Reawakening this thread, just in case you missed today's post by Michael in the News section. I keep taking my NR but I have to say I am bit more worried than before that higher NAD may turn against us.

 

https://www.cell.com...2765(20)30904-7

 

 

[Heisok]

Hi Harkijn,

 

I can not find Michael's post in News.

 

Would you share a link?

 

Thanks.

[Hebbeh]

https://www.longecit...sk/#entry902591

[Mind]

While it is always good to be cautious, this was an in vitro investigation in cells and mice injected with cancerous cells (not endogenous cancer), which makes me cautious about these results as well.

 

For the last 20 years I have read many cautious statements about any substance or therapeutic that generically increases some aspect of metabolism or growth. The fear is always that these treatments will cause cancer cells to proliferate. My layman reasoning as to why this is not always the case is that you are also most likely going to increase internal cancer defenses. For people who have higher cancer resistance into old age, it seems there would still be a net benefit to increasing some aspect of metabolism (to rebuild or regenerate broken down systems).

 

However, as an alternative, the SENS approach of "repairing damage" does not seem to carry along the "fear of cancer" baggage.

Edited by Mind, 22 January 2021 - 07:55 PM.

[MikeDC]

Four or five studies on mice in vivo has already shown that increasing NAD+ reduce cancer migration and growth. B3 can significantly increase cancer therapy by a few folds.

[MikeDC]

You are also much less likely to get cancer by maintaining high NAD+ levels so DNA damage can be repaired and your immune cells are healthy.

[Daniel Cooper]

Four or five studies on mice in vivo has already shown that increasing NAD+ reduce cancer migration and growth.
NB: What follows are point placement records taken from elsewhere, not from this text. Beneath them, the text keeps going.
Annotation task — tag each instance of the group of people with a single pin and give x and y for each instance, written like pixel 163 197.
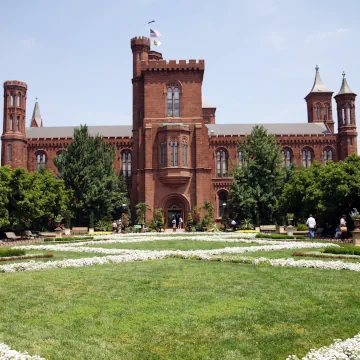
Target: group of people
pixel 340 231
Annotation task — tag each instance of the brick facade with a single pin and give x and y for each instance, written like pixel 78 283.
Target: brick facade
pixel 179 156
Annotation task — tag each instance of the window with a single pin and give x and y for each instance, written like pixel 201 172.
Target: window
pixel 286 157
pixel 222 198
pixel 318 110
pixel 174 152
pixel 40 161
pixel 328 155
pixel 221 163
pixel 126 164
pixel 307 158
pixel 163 160
pixel 326 112
pixel 9 152
pixel 173 100
pixel 184 152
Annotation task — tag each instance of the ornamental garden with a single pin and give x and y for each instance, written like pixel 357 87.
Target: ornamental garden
pixel 212 292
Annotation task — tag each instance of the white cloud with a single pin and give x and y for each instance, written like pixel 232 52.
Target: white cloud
pixel 324 35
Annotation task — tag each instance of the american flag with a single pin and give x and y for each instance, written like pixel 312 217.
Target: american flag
pixel 154 33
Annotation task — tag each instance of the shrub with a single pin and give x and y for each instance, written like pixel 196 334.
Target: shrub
pixel 11 252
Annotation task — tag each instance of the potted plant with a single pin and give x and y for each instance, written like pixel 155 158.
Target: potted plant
pixel 355 216
pixel 290 218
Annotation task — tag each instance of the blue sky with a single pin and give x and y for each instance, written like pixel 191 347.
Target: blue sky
pixel 259 55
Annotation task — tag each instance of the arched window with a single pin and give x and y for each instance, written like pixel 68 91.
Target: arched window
pixel 163 159
pixel 40 161
pixel 126 164
pixel 318 112
pixel 328 155
pixel 9 152
pixel 307 158
pixel 221 163
pixel 326 112
pixel 222 198
pixel 174 153
pixel 173 100
pixel 286 157
pixel 184 152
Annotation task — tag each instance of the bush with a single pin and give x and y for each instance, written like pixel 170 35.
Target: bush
pixel 347 250
pixel 278 236
pixel 11 252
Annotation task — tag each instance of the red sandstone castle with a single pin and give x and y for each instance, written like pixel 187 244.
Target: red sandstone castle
pixel 174 155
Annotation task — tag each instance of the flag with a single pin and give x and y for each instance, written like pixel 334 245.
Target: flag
pixel 157 43
pixel 154 33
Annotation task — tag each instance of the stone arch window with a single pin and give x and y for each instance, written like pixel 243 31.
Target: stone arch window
pixel 222 199
pixel 286 155
pixel 184 152
pixel 173 100
pixel 307 157
pixel 9 152
pixel 326 112
pixel 328 155
pixel 163 154
pixel 40 160
pixel 221 163
pixel 126 164
pixel 318 111
pixel 174 152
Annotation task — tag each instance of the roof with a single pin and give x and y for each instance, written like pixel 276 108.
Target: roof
pixel 206 104
pixel 68 131
pixel 36 115
pixel 345 87
pixel 319 86
pixel 277 129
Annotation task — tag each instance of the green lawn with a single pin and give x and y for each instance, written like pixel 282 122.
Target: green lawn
pixel 177 309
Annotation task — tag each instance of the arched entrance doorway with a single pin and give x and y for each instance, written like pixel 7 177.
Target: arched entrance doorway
pixel 174 208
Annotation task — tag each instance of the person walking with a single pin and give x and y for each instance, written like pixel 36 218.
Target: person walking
pixel 311 223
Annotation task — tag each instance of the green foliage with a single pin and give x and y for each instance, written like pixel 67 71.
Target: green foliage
pixel 327 192
pixel 257 186
pixel 31 200
pixel 347 250
pixel 87 169
pixel 278 236
pixel 7 252
pixel 141 210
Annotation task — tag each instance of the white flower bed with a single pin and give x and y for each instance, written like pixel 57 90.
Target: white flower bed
pixel 340 350
pixel 8 354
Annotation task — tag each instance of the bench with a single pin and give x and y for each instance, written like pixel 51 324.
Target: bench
pixel 79 230
pixel 268 228
pixel 11 236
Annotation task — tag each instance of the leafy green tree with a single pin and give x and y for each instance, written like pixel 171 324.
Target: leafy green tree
pixel 257 186
pixel 87 169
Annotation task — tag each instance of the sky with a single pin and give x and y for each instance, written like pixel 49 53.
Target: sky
pixel 260 55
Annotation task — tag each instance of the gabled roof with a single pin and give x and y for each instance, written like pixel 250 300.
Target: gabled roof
pixel 345 87
pixel 319 86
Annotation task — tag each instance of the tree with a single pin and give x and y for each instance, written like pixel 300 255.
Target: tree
pixel 257 186
pixel 87 169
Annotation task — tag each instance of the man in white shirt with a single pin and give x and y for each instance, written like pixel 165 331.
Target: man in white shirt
pixel 311 223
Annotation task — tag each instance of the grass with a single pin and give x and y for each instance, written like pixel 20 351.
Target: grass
pixel 177 309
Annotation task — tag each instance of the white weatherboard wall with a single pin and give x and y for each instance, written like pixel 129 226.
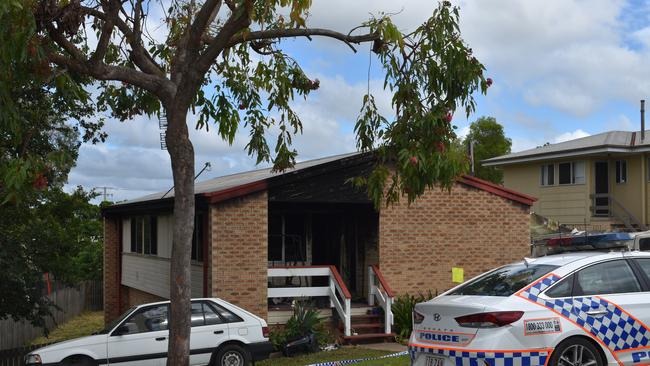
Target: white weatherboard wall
pixel 151 274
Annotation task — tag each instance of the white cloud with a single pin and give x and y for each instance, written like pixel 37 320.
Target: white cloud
pixel 571 136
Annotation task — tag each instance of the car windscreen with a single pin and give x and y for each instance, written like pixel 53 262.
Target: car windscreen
pixel 504 281
pixel 115 322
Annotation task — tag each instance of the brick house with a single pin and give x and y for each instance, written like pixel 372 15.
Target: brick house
pixel 261 238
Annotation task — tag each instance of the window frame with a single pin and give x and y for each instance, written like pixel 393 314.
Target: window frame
pixel 546 168
pixel 572 172
pixel 142 247
pixel 620 171
pixel 136 311
pixel 578 292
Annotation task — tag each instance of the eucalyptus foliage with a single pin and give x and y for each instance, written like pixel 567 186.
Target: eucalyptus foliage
pixel 196 58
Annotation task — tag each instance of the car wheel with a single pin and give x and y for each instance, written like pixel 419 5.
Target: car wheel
pixel 232 355
pixel 79 361
pixel 576 352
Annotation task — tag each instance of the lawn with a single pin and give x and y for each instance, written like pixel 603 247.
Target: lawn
pixel 82 325
pixel 345 353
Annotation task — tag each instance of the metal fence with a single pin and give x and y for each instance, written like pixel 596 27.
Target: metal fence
pixel 71 301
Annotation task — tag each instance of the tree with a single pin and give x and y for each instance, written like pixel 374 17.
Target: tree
pixel 204 66
pixel 489 141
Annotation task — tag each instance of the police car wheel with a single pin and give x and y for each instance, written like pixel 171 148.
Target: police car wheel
pixel 576 352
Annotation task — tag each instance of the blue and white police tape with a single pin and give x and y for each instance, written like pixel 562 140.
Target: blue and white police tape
pixel 349 362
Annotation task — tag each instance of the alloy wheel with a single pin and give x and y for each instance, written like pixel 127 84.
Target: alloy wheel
pixel 577 355
pixel 232 358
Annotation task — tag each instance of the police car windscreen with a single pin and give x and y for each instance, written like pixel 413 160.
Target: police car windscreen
pixel 504 281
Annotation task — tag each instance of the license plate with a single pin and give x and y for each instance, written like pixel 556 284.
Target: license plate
pixel 434 361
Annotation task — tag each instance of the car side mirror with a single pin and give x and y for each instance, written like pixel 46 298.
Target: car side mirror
pixel 121 330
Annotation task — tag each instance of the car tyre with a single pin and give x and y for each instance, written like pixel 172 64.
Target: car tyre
pixel 232 355
pixel 576 352
pixel 79 361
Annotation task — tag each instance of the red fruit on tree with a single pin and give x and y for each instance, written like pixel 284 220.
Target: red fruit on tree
pixel 40 182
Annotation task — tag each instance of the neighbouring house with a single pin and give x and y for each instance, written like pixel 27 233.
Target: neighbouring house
pixel 262 237
pixel 598 182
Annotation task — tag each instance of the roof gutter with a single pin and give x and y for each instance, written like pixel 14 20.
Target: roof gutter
pixel 566 154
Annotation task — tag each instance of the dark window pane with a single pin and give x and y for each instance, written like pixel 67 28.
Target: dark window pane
pixel 562 289
pixel 275 238
pixel 504 281
pixel 211 317
pixel 154 236
pixel 565 173
pixel 644 244
pixel 197 314
pixel 138 237
pixel 148 320
pixel 226 315
pixel 613 277
pixel 134 234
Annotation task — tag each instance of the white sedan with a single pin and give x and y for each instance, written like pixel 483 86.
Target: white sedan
pixel 222 334
pixel 577 309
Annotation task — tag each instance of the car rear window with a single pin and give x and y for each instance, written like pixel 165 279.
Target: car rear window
pixel 504 281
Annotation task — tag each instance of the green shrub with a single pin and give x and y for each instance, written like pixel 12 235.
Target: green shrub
pixel 304 321
pixel 403 312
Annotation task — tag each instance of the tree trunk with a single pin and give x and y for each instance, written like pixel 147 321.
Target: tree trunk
pixel 181 153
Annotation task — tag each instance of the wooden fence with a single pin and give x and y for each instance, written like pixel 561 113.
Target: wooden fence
pixel 72 301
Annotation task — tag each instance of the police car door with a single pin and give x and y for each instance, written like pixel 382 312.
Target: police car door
pixel 608 301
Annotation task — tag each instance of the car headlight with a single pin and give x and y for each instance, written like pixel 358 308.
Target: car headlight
pixel 33 359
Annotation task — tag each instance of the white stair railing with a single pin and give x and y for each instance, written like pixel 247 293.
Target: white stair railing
pixel 337 292
pixel 379 290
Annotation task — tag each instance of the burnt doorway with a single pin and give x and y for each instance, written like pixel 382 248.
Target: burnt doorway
pixel 601 188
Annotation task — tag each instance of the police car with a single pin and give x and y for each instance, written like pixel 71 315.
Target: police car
pixel 222 334
pixel 578 309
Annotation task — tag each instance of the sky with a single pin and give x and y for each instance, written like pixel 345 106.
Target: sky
pixel 562 69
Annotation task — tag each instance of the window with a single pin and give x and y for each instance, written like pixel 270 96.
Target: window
pixel 144 235
pixel 644 244
pixel 287 238
pixel 572 173
pixel 227 315
pixel 203 314
pixel 197 238
pixel 149 319
pixel 621 171
pixel 504 281
pixel 562 289
pixel 612 277
pixel 548 175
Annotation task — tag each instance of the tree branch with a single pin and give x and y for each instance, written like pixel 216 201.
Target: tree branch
pixel 301 32
pixel 140 55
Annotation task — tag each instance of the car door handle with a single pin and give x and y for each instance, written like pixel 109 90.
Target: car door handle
pixel 597 312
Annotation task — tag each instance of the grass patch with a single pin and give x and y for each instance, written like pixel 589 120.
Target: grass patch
pixel 345 353
pixel 79 326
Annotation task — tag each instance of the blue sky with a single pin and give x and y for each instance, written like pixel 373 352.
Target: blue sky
pixel 562 69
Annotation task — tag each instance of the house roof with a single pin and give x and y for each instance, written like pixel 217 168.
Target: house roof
pixel 606 142
pixel 240 184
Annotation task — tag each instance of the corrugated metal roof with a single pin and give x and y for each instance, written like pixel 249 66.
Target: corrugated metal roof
pixel 239 179
pixel 623 141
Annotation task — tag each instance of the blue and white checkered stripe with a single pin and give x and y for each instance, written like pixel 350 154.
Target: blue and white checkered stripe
pixel 462 358
pixel 616 329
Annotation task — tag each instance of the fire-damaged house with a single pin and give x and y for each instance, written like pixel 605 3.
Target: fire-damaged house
pixel 263 238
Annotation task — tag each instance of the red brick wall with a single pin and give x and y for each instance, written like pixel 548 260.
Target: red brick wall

B3 can significantly increase cancer therapy by a few folds.

 

Can you give us some links to those studies?

[MikeDC]

https://www.nature.c...1590-020-0793-3

[Michael]

The last 3 posts (on stopping cancer by getting pregnant) are quite clearly off-topic; unless someone cogently objects, I'm going to cleave them off into a separate thread. Please put votes "for" by way of "agree" tags on this post; if you disagree, please instead make a post explaining your objection.

[osris]

The study cited in the first post in this thread, relies on mouse models of pancreatic and ovarian cancers and this may limit the generalizability of the findings to other cancer types or human populations. Also, the translation of these findings to clinical settings, particularly the proposed use of NAMPT inhibitors to mitigate the pro-tumorigenic effects of NAD+ augmentation, requires validation in human trials.